Indeed, according to Pew Research, Mexico is the largest recipient of remittances from the United States. Guatemala, El Salvador, the Dominican Republic and Honduras are among the top 10. Although the unemployment rate of foreign-born Latin Americans living in the US, at 13.5%, was slightly higher than the national average of 11.2% in June, many immigrants work in sectors with strong demand, such as construction, retail and agriculture. In addition, a large part of the US Hispanic workforce is believed to have been eligible to receive benefits from the US government's federal unemployment package, allowing workers to continue sending money home. Another factor is the change in the value of currencies. For example, the Mexican peso has lost about 19% against the dollar since the end of February, which means that any remittances sent in recent months have had an inflated value in Mexico. 

The importance of remittances

The flow of remittances will be a crucial factor for many emerging markets to advance recovery from the VICD-19 crisis and the resulting economic blockade.
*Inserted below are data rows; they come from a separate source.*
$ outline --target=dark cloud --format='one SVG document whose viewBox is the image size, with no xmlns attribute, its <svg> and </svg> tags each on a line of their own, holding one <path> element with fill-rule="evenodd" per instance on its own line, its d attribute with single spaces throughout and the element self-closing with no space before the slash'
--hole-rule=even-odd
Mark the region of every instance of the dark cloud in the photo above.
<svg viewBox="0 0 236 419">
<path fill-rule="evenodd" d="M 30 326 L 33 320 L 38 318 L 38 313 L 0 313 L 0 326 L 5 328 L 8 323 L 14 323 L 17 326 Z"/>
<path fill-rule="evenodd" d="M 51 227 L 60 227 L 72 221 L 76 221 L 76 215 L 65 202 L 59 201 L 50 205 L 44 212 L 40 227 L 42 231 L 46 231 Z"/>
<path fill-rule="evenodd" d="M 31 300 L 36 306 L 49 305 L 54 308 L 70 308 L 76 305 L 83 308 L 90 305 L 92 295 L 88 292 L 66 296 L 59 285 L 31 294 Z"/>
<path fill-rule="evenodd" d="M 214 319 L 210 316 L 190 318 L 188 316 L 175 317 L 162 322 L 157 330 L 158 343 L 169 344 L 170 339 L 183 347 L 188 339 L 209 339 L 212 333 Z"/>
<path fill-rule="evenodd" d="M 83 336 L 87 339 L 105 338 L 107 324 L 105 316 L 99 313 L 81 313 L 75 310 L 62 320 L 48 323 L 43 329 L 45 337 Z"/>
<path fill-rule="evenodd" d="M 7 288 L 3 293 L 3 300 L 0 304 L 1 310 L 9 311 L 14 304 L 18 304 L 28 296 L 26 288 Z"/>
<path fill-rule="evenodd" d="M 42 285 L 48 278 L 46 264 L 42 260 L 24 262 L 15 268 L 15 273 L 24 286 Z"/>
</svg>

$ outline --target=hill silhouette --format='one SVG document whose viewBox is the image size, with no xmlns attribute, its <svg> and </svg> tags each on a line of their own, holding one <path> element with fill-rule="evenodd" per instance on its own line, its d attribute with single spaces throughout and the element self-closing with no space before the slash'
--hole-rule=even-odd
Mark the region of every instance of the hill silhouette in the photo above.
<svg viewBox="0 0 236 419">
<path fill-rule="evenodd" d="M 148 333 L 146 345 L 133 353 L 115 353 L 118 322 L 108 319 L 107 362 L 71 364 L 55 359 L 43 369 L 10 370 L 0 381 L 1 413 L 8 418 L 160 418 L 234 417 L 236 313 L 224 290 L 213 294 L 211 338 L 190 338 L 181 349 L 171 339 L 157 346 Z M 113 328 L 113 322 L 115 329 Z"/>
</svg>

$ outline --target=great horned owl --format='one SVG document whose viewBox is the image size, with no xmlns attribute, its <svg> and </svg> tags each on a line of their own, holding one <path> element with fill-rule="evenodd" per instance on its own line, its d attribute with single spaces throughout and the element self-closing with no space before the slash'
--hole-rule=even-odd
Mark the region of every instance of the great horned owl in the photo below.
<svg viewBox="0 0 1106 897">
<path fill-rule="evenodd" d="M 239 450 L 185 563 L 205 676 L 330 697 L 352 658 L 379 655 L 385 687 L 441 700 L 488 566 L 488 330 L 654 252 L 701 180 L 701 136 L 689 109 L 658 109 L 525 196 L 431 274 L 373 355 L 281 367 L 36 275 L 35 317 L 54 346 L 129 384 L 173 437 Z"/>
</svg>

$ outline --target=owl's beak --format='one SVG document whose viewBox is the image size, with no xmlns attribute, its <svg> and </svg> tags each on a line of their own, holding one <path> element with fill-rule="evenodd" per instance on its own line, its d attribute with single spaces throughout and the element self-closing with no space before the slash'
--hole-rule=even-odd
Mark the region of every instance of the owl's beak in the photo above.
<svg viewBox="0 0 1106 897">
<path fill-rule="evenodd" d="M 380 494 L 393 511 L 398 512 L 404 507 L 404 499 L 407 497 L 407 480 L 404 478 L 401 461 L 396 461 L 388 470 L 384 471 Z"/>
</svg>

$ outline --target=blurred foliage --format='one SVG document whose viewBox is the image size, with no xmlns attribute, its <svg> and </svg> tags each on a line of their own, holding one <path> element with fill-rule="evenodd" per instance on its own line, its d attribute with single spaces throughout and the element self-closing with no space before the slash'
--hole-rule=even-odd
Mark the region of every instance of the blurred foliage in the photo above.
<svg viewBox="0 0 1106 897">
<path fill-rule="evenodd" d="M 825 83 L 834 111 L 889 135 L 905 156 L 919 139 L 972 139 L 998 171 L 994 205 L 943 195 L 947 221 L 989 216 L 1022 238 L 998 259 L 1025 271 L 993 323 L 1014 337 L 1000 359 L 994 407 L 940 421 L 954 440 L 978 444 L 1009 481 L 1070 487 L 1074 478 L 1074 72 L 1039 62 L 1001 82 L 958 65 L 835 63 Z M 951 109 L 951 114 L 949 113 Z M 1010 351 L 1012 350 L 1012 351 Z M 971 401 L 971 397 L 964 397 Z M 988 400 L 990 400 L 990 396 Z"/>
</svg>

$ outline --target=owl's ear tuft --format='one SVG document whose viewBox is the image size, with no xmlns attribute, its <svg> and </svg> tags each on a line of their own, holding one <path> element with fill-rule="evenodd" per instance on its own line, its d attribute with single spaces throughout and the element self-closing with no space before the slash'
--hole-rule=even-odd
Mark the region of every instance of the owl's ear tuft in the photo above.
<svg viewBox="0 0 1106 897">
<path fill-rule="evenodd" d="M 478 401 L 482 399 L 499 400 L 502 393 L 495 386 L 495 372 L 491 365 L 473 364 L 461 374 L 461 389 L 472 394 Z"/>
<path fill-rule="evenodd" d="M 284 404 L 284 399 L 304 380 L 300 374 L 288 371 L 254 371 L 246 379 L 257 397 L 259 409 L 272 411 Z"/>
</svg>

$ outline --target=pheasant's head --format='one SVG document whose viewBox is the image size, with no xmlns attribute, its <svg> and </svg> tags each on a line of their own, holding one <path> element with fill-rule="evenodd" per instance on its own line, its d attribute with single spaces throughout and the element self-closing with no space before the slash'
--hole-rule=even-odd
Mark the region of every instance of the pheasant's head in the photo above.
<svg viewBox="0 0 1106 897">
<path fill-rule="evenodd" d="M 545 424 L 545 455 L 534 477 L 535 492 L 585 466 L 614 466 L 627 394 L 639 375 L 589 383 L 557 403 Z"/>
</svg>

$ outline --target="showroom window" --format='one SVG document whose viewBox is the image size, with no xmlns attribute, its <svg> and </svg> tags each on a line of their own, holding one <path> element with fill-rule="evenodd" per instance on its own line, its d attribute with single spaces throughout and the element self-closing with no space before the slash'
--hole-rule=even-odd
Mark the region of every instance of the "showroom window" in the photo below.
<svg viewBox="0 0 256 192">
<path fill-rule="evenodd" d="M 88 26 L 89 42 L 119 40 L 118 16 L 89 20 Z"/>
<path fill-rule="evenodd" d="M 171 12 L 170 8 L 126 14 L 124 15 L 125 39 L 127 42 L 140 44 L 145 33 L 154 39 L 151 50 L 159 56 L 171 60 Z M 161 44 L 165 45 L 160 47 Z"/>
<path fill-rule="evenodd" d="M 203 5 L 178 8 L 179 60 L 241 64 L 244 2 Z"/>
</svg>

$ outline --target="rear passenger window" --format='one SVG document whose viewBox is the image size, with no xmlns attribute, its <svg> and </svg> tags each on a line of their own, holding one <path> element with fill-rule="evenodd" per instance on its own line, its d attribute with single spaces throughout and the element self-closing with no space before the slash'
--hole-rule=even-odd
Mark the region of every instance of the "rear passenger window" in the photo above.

For many, remittances sent by citizens abroad represent a significant proportion of GDP, as seen in Tonga (37.6%), Haiti (37.1%), Kyrgyzstan (29.2%), Honduras (22%), El Salvador (21%), Guatemala (13.1%) and the Philippines (9.9%). However, given the World Bank's predictions that foreign direct investment in emerging markets will decline by 35 per cent this year, remittances are likely to become more important in 2020. As economic growth will also be significantly affected in emerging products this year, the continued flow of remittances will be a crucial factor in ensuring that many families can continue to obtain essentials.